Wednesday, December 30, 2009

Recipe: Sugar Cookies

You like to decorate cookies for Christmas? Use these ones, and Santa won’t skip your plate of cookies this year.

Want to waste all your free time decorating cookies?
Then this is the recipe for you.

INGREDIENTS
  • 3 Cups A/P Flour
  • 3/4 tsp Baking Powder
  • 1/4 tsp Salt
  • 2 Sticks (16 Tbs) Unsalted Butter, softened
  • 1 Cup Sugar
  • 1 Egg, beaten
  • 1 Tbs Half & Half
  • 1 tsp Vanilla Extract
  • Powdered Sugar for rolling out dough

INSTRUCTIONS
  1. In a small bowl, stir together flour, baking powder, and salt.
  2. With an electric mixer, beat butter and sugar together until the butter lightens in color and is frothy.

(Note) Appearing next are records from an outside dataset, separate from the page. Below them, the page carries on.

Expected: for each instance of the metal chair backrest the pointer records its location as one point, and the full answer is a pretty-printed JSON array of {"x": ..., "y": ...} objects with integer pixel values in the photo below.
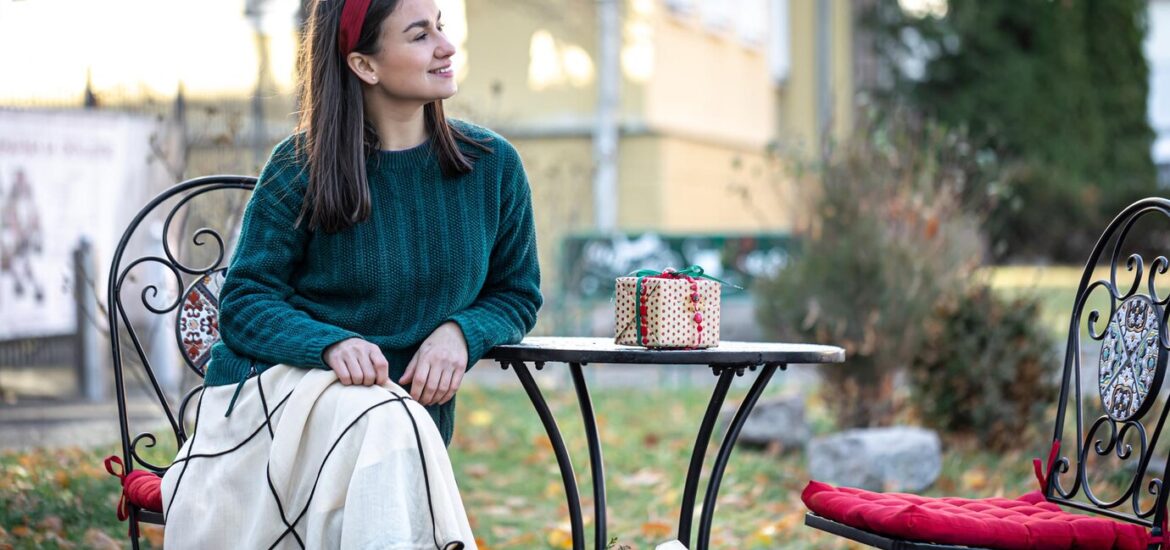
[
  {"x": 1109, "y": 454},
  {"x": 192, "y": 265}
]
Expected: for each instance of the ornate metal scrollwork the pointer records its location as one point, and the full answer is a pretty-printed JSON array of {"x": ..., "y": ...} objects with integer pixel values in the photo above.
[
  {"x": 1130, "y": 373},
  {"x": 195, "y": 329}
]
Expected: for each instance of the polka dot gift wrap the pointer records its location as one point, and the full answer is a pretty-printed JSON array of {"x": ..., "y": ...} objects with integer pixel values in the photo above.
[{"x": 674, "y": 311}]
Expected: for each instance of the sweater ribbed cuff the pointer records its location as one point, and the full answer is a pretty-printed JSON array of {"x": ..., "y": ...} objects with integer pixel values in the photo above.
[{"x": 473, "y": 334}]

Add egg, half & half, and vanilla and mix to combine. With mixer on low, slowly add flour mixture until homogeneous.
  3. Knead dough lightly with hands to ensure it is evenly mixed. Divide into two pieces, wrap each half with plastic, and refrigerate for at least 2 hours (overnight is better).
  4. Preheat oven to 375 degrees.
  5. Sprinkle powdered sugar on a clean counter top and rolling pin. Roll-out one piece of dough to 1/4" thickness (NO THINNER, DAMMIT!) Cut with your cutest Christmas shapes (or Happy Hanukkah shapes for the Jews). Gingerly move the cut shape to a heavy baking sheet lined with parchment paper for baking. Leave 1” or more space between cookies.
  6. When you've cut-out all the shapes that will fit, you can re-roll the scraps. Just gently form the scraps into a ball, flatten the ball, and then roll-out into another 1/4" disk. Use the second dough half when the first is completed – leave as much dough in the fridge for as long as possible. IT’S IMPORTANT TO KEEP THIS DOUGH COLD TO ENSURE ARTFUL AND SHARPLY CUT COOKIE EDGES – like, no duh!
  7. Bake for 7 to 9 minutes rotating the cookies halfway-through the baking process.
  8. Cool for 2 minutes on the cookie sheet and then evacuate to a cooling rack until cooled. You can store the cookies in a plastic storage bag until you want to decorate them or until you want to eat them – either way.


FAQs
  • Unsalted Butter? >> Most baking recipes include salt and specify unsalted butter. This is because there are small differences in the amount of salt in yo butter. If I don’t have unsalted butter in the house, I generally assume ~1/4 tsp of salt is in each stick of butter. The actual salt is probably a little less than that, but you have to start somewhere.
  • Electric Mixer >> You can certainly use that underpowered hand mixer for these cookies, but I wholeheartedly recommend breaking-out the big-ass stand mixer. It mixes all by itself, and leaves you two hands free for Christmas beer consumption.
  • Parchment Paper >> So many people get all weirded-out by lining a baking pan with parchment paper. Trust me people, the paper isn’t going to burst into flames in your weak-fisted oven. I never bake anything without parchment paper. You can use a silicone mat (Silpat) is you have one, but remember: parchment paper is ~10 cents; silicone baking mat is ~$30.
  • Icing >> The standard way to ice these cookies is with “Royal Icing.” It involves mixing egg whites, cream of tartar, and powdered sugar. This year I used white cake frosting (from a can) and the kids liked it. Be sure to load-up on sprinkles and colored sugar and all that bullshit – it’ll be a warm family moment.